I need to do this for approx 20,000 records from a table which contains 800,000 records.


and Tom said...

Your question is a little ambigous. You talk of deleting duplicate rows but also say "I need to delete the oldest record based upon ACCT_ID".

Duplicate record deletion would get rid of 0, 1 or more rows for the same key -- keeping the "newest" load_date.

Deleting the oldest record by acct_id would always delete 1 record per unique acct_id.

Both are demonstrated here....


ops$tkyte@8i> select * from t;

ACCT_ID CUST_ID LOAD_DATE
---------- ------------------------- ----------
1234 ABCD 20000101
1234 DEFG 20000201
5678 STDF 20000201
5678 TRFD 20000101
9111 ADFG 20000201
9112 ASDX 20000201

6 rows selected.

there is our test data...


ops$tkyte@8i> delete from t
2 where load_date <> ( select max(load_date)
3 from t b
4 where b.acct_id = t.acct_id )
5 /

2 rows deleted.


This delete goes after ACCT_ID's that have more then 1 occurence and delete ALL but the "newest" -- the MAX. We get the max(load_date) for a given acct_id and unless you have that load_date -- you are deleted. This will delete 0, 1 or more rows per acct_id.

There should be an index on (acct_id,load_date)

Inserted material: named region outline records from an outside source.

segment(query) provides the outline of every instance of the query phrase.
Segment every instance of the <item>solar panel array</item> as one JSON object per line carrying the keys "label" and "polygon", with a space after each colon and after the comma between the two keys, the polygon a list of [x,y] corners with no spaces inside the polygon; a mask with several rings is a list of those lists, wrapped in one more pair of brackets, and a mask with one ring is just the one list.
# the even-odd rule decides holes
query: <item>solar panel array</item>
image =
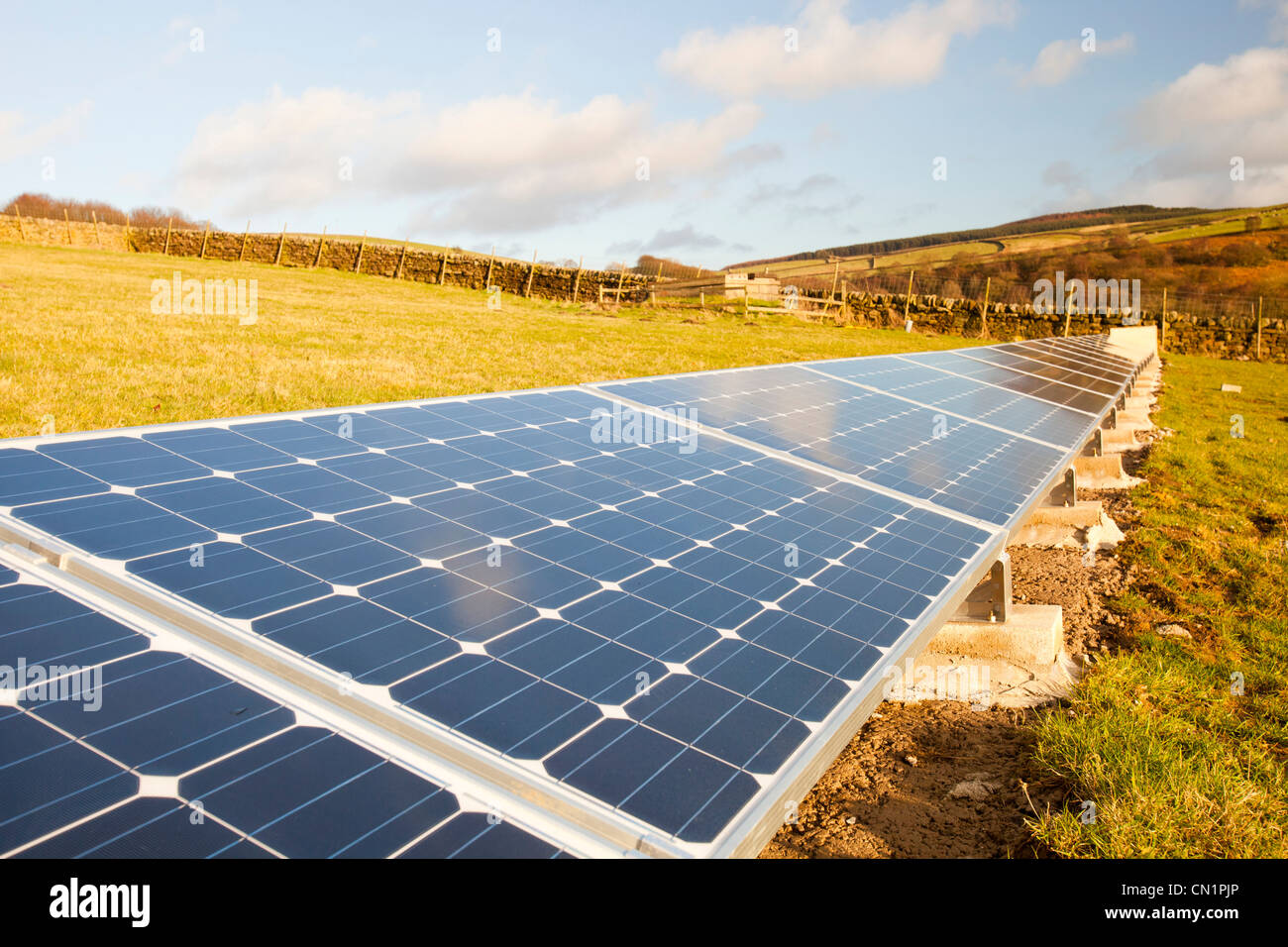
{"label": "solar panel array", "polygon": [[10,442],[0,533],[337,716],[0,585],[0,644],[111,706],[0,701],[0,850],[752,850],[1139,368],[1059,339]]}

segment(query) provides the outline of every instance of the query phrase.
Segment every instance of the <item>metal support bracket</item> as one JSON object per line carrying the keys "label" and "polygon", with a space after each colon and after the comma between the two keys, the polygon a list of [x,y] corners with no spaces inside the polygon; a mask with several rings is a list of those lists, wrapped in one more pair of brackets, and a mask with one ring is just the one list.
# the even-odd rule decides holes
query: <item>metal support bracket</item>
{"label": "metal support bracket", "polygon": [[1011,557],[998,555],[988,577],[958,606],[952,621],[1006,621],[1011,613]]}

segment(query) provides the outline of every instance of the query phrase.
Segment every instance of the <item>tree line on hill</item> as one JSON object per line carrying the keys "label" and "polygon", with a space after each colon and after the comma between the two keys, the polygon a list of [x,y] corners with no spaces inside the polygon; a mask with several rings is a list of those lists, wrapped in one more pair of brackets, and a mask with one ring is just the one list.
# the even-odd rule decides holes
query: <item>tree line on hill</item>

ops$tkyte@8i> select * from t;

ACCT_ID CUST_ID LOAD_DATE
---------- ------------------------- ----------
1234 DEFG 20000201
5678 STDF 20000201
9111 ADFG 20000201
9112 ASDX 20000201

ops$tkyte@8i> rollback;
Rollback complete.

Now we can try again. This time, we pick the OLDEST record for an ACCT_ID and delete it -- regardless of the number of records with that ACCT_ID

ops$tkyte@8i> delete from t
2 where load_date = ( select min(load_date)
3 from t b
4 where b.acct_id = t.acct_id )
5 /

4 rows deleted.

ops$tkyte@8i>
ops$tkyte@8i> select * from t;

ACCT_ID CUST_ID LOAD_DATE
---------- ------------------------- ----------
1234 DEFG 20000201
5678 STDF 20000201


Rating

  (7 ratings)

Is this answer out of date? If it is, please let us know via a Comment

Comments

Hi

Praveen, March 12, 2003 - 4:48 am UTC

Tom,

You are so simple....

warm regards

Praveen

Ricky Dionisio, September 15, 2003 - 5:04 pm UTC

simple indeed.

Thanks,

Developer

A reader, September 12, 2005 - 3:14 pm UTC

It is extrem slow if the table has millions records. Is there an another to delete the duplicate record in the large table?

Thanks

Tom Kyte
September 12, 2005 - 3:22 pm UTC

the fastest way I've discovered to date is thus:


delete from t
where rowid in ( select rid
from ( select rowid rid, row_number() over
(partition by YOUR_KEY order by rowid) rn
from t)
where rn <> 1 )



delete statement

shams, September 13, 2005 - 1:03 am UTC

I have a table t1
ID actno type seq src
1 111 CHK 1 L
1 111 SAV 2 L

table t2
ID actno type seq src
1 111 CHK 2 GL
1 111 SAV 3 L

I want to delete the records in t2 for the records that has no sequence matching records in t1 and src != 'GL'.
In the given example
the following record from t2 should be deleted

1 111 SAV 3 L

and not the first record

Regards,
Shams

Try this out

Kamran, September 13, 2005 - 1:52 am UTC

delete from t2
where not exists
(select t1.seq from t1 where t1.seq=t2.seq);

delete

shams, September 13, 2005 - 10:47 am UTC

That does not work because the I do not want to delete the records from t2 if the t2.src = 'GL' .
The records in T2 are deleted only for the following criteria
t1.src = 'L' and t2.src = 'L'
t1.src = 'GL' and t2.src = 'GL'

and the records are not touched in t2 if
t1.src = 'L' and t2.src = 'GL'


Thanks

Tom Kyte
September 13, 2005 - 12:44 pm UTC

how to join those tables - do the id and acct columns have any meaning or is seq all that it is about.

delete

shams, September 13, 2005 - 4:54 pm UTC

id,acct_no and seq combination makes sense as
the extra records in t2 should be checked with the combination and delete the recods if the combination does not exits in the table t2.